Y cada año era lo mismo: Peniná se burlaba de Ana cada vez que iban a la casa del Señor, y por lo tanto Ana lloraba y no comía.
Un día, Elcana le preguntó:
«Ana, ¿por qué lloras? ¿Por qué no comes? ¿Por qué estás afligida? ¿Acaso yo no soy para ti mejor que diez hijos?»
Y Ana se levantó, después de comer y beber en Silo. El sacerdote Elí estaba sentado en una silla, junto a un pilar del templo del Señor.
Entonces ella oró y lloró al Señor con mucha amargura,
y le hizo un voto. Le dijo:
«Señor de los ejércitos, si te dignas mirar la aflicción de esta sierva tuya, y te acuerdas de mí y me das un hijo varón, yo te lo dedicaré, Señor, para toda su vida.
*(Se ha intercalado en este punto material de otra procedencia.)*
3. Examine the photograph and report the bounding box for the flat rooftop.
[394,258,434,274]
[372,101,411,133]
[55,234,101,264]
Yo te prometo que jamás la navaja rozará su cabeza.»
Y mientras ella oraba largamente delante del Señor, Elí la observaba mover los labios.
Y es que Ana le hablaba al Señor desde lo más profundo de su ser, y sus labios se movían pero no se oía su voz, así que Elí creyó que estaba ebria.
Entonces le dijo:
«¿Hasta cuándo vas a estar ebria? Digiere ya tu vino.»
Pero Ana le respondió:
«No, señor mío; no estoy ebria. No he bebido vino ni sidra. Lo que pasa es que estoy muy desanimada, y vine a desahogarme delante del Señor.
No pienses que tu sierva es una mujer impía. Es tan grande mi congoja y mi aflicción, que hasta ahora he estado hablando.»
Elí le respondió:
«Vete en paz, y que el Dios de Israel te conceda lo que le has pedido.»
Y ella respondió:
«Espero que veas con buenos ojos a esta sierva tuya.»
Y Ana se fue de allí, y comió, y dejó de estar triste.
Por la mañana, adoraron delante del Señor y regresaron todos a su casa en Ramá. Allí, Elcana tuvo relaciones con Ana, y el Señor se acordó de lo que ella le había pedido.
Ana quedó embarazada y, cuando se cumplió el tiempo, dio a luz un hijo, al que le puso por nombre Samuel, pues dijo: «Yo se lo pedí al Señor.»